Prayer also enables us to appropriate the character of God. Abraham is never more like God than at the moment he is praying for Sodom. His prayer did not save the city, and it was never intended to do so, but it did make Abraham manifest in his own life the mercy and the compassion of God. This is why God asks us to pray, that we might take upon ourselves something of His own character.

The third consideration: Prayer focuses the power of God on an individual place or person. Although Abraham had never mentioned Lot by name, God remembered Abraham and saved Lot (19:29). I don't know why prayer makes such a difference, but I know it does. You can plan a program, think through all the details, set up all the committees, get all the things you need, instruct everybody, and rehearse it, and at the final presentation it may fall totally flat. But if you involve others in the ministry of prayer concerning the program, though the preparations may be similar, the difference in the presentation is that it comes with power, with impact, and with full strength, and lives are changed.

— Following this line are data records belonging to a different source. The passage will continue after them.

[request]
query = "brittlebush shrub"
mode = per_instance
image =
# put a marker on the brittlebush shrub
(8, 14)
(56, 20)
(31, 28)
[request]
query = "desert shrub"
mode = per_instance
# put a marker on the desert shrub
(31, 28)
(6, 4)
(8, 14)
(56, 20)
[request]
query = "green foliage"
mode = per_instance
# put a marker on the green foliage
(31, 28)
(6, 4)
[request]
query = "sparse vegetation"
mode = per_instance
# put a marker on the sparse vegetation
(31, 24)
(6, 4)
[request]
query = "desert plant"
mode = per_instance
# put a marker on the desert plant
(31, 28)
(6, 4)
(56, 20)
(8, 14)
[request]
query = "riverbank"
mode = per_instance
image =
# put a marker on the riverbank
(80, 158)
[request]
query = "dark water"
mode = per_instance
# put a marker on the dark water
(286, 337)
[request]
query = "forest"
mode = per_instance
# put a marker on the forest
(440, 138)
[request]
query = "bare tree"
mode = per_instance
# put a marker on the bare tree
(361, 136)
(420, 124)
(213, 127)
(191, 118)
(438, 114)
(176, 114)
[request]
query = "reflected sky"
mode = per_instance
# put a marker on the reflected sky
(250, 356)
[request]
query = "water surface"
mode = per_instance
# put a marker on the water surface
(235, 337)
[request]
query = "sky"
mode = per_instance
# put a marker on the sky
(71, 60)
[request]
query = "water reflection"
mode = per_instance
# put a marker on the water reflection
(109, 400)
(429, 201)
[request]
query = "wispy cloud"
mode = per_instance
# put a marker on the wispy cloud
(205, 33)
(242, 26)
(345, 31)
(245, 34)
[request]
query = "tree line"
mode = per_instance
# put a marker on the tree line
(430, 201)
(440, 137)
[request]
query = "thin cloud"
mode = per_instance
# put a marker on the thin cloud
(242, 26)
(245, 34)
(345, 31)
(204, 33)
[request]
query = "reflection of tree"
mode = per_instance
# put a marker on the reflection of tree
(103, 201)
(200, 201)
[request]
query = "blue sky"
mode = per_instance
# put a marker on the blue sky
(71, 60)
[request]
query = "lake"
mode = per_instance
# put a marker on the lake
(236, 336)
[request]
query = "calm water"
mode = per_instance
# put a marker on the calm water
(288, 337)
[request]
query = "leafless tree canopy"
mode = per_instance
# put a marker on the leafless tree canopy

Father, I see that prayer is not a means by which I dictate to You or summon You to do what my will is, but rather it is the means by which I put my shoulder to the wheel to which Your shoulder is put and am enlisted in a partnership with You in Your great endeavors on earth.

Life Application: Do we think of our prayers as opportunity to summon God to our agenda? Are we learning that true prayer is our response to God's summons to partner with Him?

We hope you were blessed by this daily devotion.